L'action se déroule à Haïfa, l'une des rares villes "mixtes" en Israël, où Arabes et Juifs vivent côte à côte. Deux familles, l'une palestinienne, l'autre juive, tissent des relations de voisinage, d'entraide, d'amitié et parfois même d'amour, lorsque soudain vers la fin des années 1980, un vaste projet immobilier fait ressurgir le passé. La construction d'un nouveau quartier d'habitations, à la périphérie de la ville, à l'endroit même où se trouvait un village palestinien conquis en 1948 par la Hagana, l'armée du tout nouvel Etat, va en effet raviver, chez les uns, le souvenir encore brûlant de la Nakba et de l'exil et, chez les autres, la conviction d'une guerre impitoyable mais juste pour la survie d'un peuple de rescapés après le traumatisme de la Shoah.

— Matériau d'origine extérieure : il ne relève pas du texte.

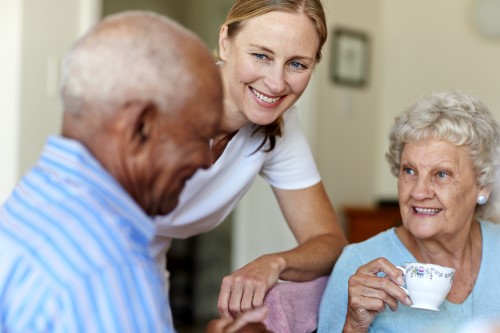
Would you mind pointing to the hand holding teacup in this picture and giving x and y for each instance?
(369, 293)
(427, 285)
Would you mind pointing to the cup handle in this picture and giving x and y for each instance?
(402, 269)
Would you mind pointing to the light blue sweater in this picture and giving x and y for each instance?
(484, 301)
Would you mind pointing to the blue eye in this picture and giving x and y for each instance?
(442, 174)
(408, 171)
(297, 65)
(260, 56)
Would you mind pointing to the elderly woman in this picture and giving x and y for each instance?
(443, 150)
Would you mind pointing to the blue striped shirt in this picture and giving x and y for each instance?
(74, 251)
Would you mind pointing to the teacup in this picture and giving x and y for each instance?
(427, 285)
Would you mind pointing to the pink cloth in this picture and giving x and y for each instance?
(293, 306)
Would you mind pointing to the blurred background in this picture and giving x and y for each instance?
(407, 48)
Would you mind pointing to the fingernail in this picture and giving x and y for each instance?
(401, 281)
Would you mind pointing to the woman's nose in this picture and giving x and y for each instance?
(422, 188)
(275, 79)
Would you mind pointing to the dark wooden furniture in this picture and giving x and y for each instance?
(363, 222)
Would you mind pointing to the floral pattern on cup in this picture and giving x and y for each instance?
(430, 272)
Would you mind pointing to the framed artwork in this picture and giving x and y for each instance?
(350, 57)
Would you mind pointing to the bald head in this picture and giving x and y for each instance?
(144, 95)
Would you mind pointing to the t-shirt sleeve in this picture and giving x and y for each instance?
(290, 165)
(333, 307)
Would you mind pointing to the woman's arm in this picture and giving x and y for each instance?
(313, 222)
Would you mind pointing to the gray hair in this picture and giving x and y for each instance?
(125, 58)
(458, 118)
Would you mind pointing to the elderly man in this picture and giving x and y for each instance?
(141, 97)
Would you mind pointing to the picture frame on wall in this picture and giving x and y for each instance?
(350, 57)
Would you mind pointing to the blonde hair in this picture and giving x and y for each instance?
(243, 10)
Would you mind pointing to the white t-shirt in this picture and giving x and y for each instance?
(210, 195)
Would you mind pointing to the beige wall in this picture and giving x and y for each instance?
(10, 69)
(417, 46)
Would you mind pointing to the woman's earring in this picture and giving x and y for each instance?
(481, 200)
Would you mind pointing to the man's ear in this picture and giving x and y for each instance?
(140, 121)
(223, 42)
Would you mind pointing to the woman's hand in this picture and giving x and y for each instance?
(246, 288)
(249, 322)
(369, 294)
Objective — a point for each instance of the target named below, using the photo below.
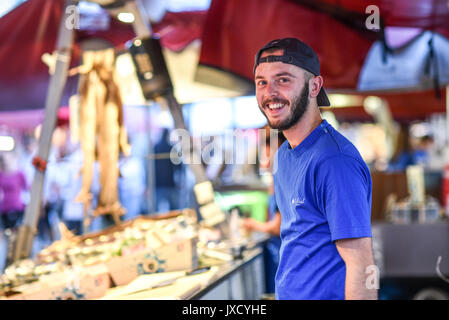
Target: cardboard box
(179, 255)
(79, 284)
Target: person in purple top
(12, 184)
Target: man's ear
(315, 84)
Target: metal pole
(142, 29)
(27, 230)
(447, 117)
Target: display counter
(238, 279)
(167, 257)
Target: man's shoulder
(335, 145)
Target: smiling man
(322, 185)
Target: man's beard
(297, 109)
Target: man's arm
(357, 254)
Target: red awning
(234, 30)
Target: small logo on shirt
(298, 201)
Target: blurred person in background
(132, 182)
(273, 224)
(167, 195)
(417, 153)
(12, 187)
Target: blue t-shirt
(274, 244)
(323, 190)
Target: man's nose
(272, 89)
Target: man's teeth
(275, 106)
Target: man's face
(282, 92)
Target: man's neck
(309, 122)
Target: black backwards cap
(296, 53)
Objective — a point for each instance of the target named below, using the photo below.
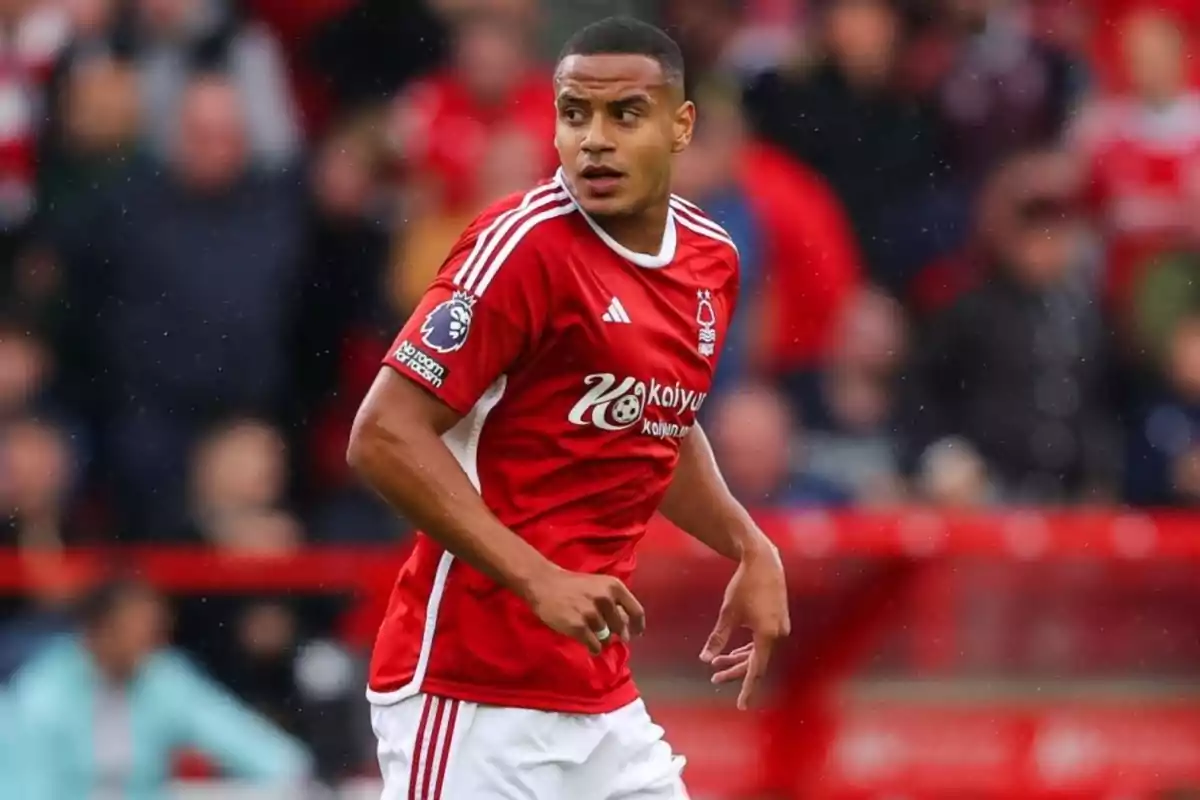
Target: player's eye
(628, 116)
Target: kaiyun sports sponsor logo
(613, 403)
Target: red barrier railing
(802, 740)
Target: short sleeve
(480, 314)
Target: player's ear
(683, 125)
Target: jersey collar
(660, 259)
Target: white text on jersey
(617, 404)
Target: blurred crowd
(969, 235)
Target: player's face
(619, 122)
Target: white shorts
(438, 749)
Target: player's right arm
(475, 322)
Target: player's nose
(595, 138)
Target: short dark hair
(628, 36)
(96, 607)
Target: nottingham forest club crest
(445, 328)
(706, 316)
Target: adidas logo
(616, 313)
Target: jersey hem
(611, 701)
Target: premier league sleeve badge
(447, 326)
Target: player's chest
(639, 346)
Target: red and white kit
(579, 367)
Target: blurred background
(963, 391)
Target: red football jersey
(1144, 181)
(579, 367)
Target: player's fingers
(760, 656)
(719, 637)
(750, 683)
(615, 620)
(727, 660)
(625, 599)
(736, 672)
(587, 636)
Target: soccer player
(534, 413)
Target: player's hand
(755, 599)
(589, 608)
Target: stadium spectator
(202, 259)
(1015, 365)
(375, 48)
(1141, 150)
(144, 703)
(37, 485)
(849, 407)
(811, 263)
(709, 174)
(996, 86)
(511, 163)
(443, 124)
(877, 149)
(953, 475)
(1164, 446)
(238, 486)
(33, 34)
(757, 441)
(27, 365)
(179, 40)
(100, 118)
(342, 305)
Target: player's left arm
(700, 503)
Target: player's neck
(642, 232)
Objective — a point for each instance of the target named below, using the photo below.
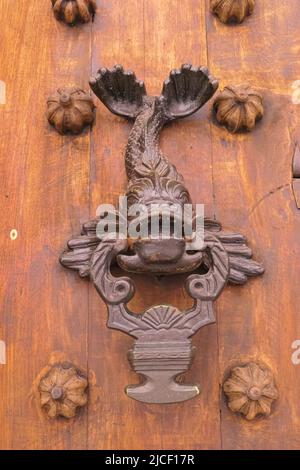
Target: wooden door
(51, 184)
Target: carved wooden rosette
(239, 107)
(70, 110)
(162, 348)
(62, 390)
(74, 11)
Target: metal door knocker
(162, 349)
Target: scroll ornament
(162, 349)
(63, 390)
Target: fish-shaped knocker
(162, 349)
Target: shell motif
(70, 110)
(239, 107)
(74, 11)
(232, 11)
(62, 391)
(250, 390)
(162, 317)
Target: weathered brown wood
(44, 196)
(252, 187)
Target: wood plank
(44, 196)
(148, 38)
(252, 186)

Y a-t-il eu un massacre lors de la conquête de ce village, rasé par la suite ? Ce massacre, qui aurait fait plus de 200 victimes, s'est-il déroulé pendant les combats, ou après pour inciter les villageois à fuir en masse vers la Jordanie ? Pire, ce massacre découlait-il d'un plan officiel gardé secret ? Autant de questions troublantes qui vont accompagner le déroulement de l'intrigue.
À travers l'histoire de leur propre famille, Samia et Guiora, représentants de la jeune génération née après la création de l'Etat, commencent à interroger leurs parents, les uns acteurs, les autres victimes de ces événements. Ils les poussent dans leurs retranchements, confrontent leurs témoignages et prennent peu à peu conscience de la réalité des faits. Mais Guiora parviendra-t-il à convaincre son père, qui commandait alors le bataillon chargé de prendre ce village, de reconnaître des actes assimilables à des crimes de guerre ?

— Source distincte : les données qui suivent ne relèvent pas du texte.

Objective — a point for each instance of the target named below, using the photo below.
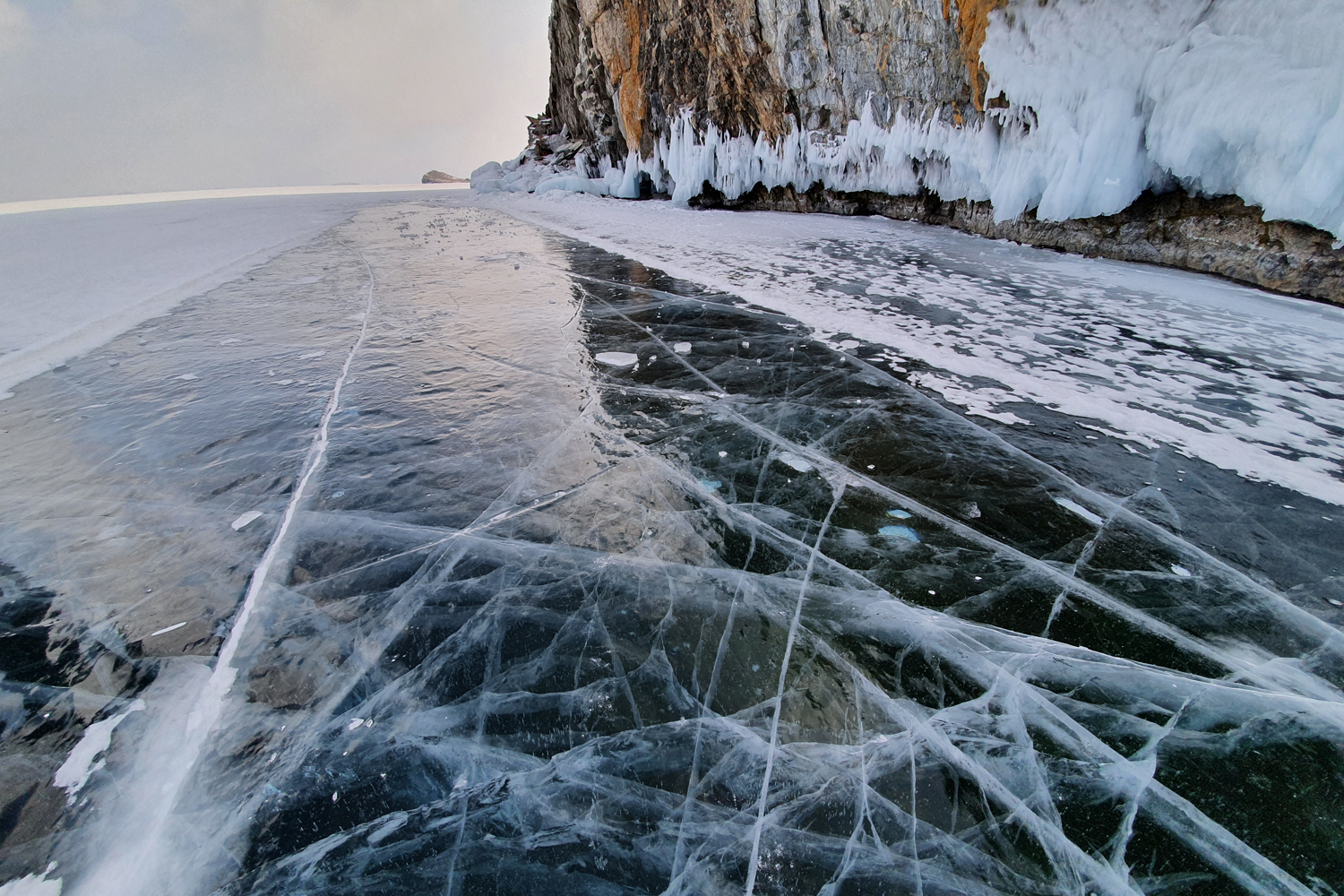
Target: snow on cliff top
(1105, 99)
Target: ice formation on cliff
(1233, 97)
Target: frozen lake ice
(503, 544)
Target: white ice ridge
(207, 705)
(81, 762)
(1231, 97)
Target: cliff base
(1220, 236)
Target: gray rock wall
(624, 69)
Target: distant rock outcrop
(1193, 134)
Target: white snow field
(77, 271)
(558, 544)
(1105, 99)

Motti Lerner, qui s'inspire d'événements réels en s'appuyant sur des travaux d'historiens, situe sa pièce vers la fin des années 1980, au moment où paraissent les premières révélations sur la manière dont Israël, quarante ans plus tôt, expulsa les Palestiniens de leurs terrres.
Depuis, quantité d'historiens et de journalistes s'emploient à "déconstruire" l'historiographie officielle fondée dès l'origine sur le déni et le refoulement, mais la reconnaissance de cette part sombre du passé du pays, après avoir déclenché dans un premier temps scandale et procès en diffamation, reste toujours aussi problématique et est globalement rejetée par une opinion convaincue de son bon droit et attachée aux récits héroïques des commencements.
Écrite en 2012, la pièce de Motti Lerner rencontra elle aussi quelques résistances. Elle ne trouva un théâtre prêt à la monter en hébreu qu'après avoir été jouée en anglais aux États-Unis. Pourtant, tout en s'affirmant comme engagée, elle donne à entendre un point de vue nuancé, où chacun des personnages, de là où il se trouve, apporte un autre éclairage sur cette problématique mémorielle complexe. Les discours s'affrontent, les émotions affluent.
D'une grande fluidité, les dialogues sont en outre portés par un dispositif théâtral original, qui permet d'introduire dans le fil de l'intrigue des personnages assistant à des scènes auxquelles ils ne participent pas : de bout en bout, en effet, la pièce se déroule dans le souvenir de Guiora, qui assiste, impuissant, au ballet des bulldozers en train de faire disparaître des derniers vestiges du village palestinien et de préparer le terrain pour la construction d'un nouveau quartier d'habitations.